On Friday evening some beers were consumed, then everybody turned to a bottle of home brewed strong alcohol (made by mixing vodka with some sweets and then allowing them to dissolve in alcohol, result is quite good). I took two rounds and decided it’s enough, but three of them proceeded to empty the bottle which contained about half a gallon of this stuff. Next morning everybody around seemed to run on beer – also people from other boats. I met one guy at 6 AM with a large can of beer in his hand, within half an hour he emptied two more. When people on my boat woke up they too started their day by a trip to a shop and beer. Then, beer to accompany breakfast and then beer all day long, steadily, as we worked on the boat. I think that by the evening the dose would be around 10 cans per head, spread evenly over the day. I was shocked, frankly I still am! I can hardly believe I now know personally people who would start their day with beer.

So, overall, despite being welcome there I felt a bit strange. The night was hard, I hardly slept because of the voices etc. from the party going on around the table and later on from the cold. Despite sleeping in clothes, including a thick jacket and sweatshirt, it was so cold I actually woke up around 5:30 AM and proceeded to walk around. It was bearable that way and as the sun rose it was much warmer in the sunshine on a bench on the quay than on my berth. My body is not designed to be in the cold, I’m afraid – I love the temperatures most of my Polish friends describe as sweltering heat and hide from in air conditioned cars and offices.

I was about to stay for another day but I had to go back to take care of this project of mine. Quite frankly, it wasn’t all that bad to leave as I told my friends, but the bright side of this is that I slept tonight in a normal bed, took a long shower and feel human again. I’m not the rough explorer type, I’m afraid. It may sound very bourgeois, but I prefer clean comfy boats with all amenities, including heating and shower.

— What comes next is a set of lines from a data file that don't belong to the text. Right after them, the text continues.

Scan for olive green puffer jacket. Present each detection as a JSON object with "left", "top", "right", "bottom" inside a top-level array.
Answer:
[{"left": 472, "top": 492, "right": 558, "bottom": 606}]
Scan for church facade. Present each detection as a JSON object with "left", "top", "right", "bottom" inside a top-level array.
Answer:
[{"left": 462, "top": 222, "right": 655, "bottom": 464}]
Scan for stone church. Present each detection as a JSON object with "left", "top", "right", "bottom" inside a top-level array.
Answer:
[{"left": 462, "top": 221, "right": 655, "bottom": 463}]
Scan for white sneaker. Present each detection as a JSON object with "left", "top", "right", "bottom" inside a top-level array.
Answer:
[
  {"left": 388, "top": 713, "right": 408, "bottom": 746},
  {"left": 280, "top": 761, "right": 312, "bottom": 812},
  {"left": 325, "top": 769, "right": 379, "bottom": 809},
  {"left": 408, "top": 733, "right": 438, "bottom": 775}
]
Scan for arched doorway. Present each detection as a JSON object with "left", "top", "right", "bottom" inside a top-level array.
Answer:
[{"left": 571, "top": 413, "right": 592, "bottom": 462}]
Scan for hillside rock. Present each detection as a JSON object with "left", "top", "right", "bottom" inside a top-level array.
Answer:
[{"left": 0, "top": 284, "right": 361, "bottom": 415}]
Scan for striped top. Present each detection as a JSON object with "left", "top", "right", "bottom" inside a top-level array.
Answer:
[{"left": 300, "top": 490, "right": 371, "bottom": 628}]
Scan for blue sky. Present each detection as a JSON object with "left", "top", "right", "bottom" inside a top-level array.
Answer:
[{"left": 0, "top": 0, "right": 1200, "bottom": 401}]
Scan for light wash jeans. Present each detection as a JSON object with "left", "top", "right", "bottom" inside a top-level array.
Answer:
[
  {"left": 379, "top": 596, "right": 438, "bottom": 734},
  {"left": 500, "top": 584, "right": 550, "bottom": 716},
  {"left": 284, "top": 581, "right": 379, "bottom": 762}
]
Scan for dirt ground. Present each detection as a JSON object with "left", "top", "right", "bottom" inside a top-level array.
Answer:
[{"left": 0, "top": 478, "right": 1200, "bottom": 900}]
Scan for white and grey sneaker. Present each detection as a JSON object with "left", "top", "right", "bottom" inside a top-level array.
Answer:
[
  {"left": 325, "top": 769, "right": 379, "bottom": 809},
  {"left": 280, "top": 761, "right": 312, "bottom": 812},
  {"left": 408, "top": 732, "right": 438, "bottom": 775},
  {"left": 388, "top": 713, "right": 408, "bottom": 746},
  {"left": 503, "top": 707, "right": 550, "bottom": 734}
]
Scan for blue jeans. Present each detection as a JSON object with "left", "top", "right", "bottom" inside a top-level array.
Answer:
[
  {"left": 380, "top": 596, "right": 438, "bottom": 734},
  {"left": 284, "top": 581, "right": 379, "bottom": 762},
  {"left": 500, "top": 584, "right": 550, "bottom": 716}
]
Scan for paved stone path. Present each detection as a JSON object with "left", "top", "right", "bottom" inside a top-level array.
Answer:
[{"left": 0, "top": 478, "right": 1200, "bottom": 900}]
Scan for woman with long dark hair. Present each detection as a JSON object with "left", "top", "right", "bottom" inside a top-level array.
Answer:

But, anyway I’m here because tomorrow would be stormy. Just as I was leaving on Friday the client’s IT director called and said they want to have our complete report Monday morning or the heavens would fall apart. She casually mentioned they might consider canceling the deal. I don’t think they themselves can really afford to do this, but I can’t be sure. And if they would do that, well, I would be in deep trouble because I’m doing this project on fixed-price, not a hourly rate – mistake I wouldn’t repeat even for a short project with the client I don’t know. I have to finish off the report before the morning, the problem is I have a kind of writer’s block. I just can’t produce more of this consulting babble. It has something to do with the fact that since the client didn’t want to consider any point of view other than their own (IMHO chaotic and illogical) current report’s shape and conclusions are very far from what I really believe and think about this case.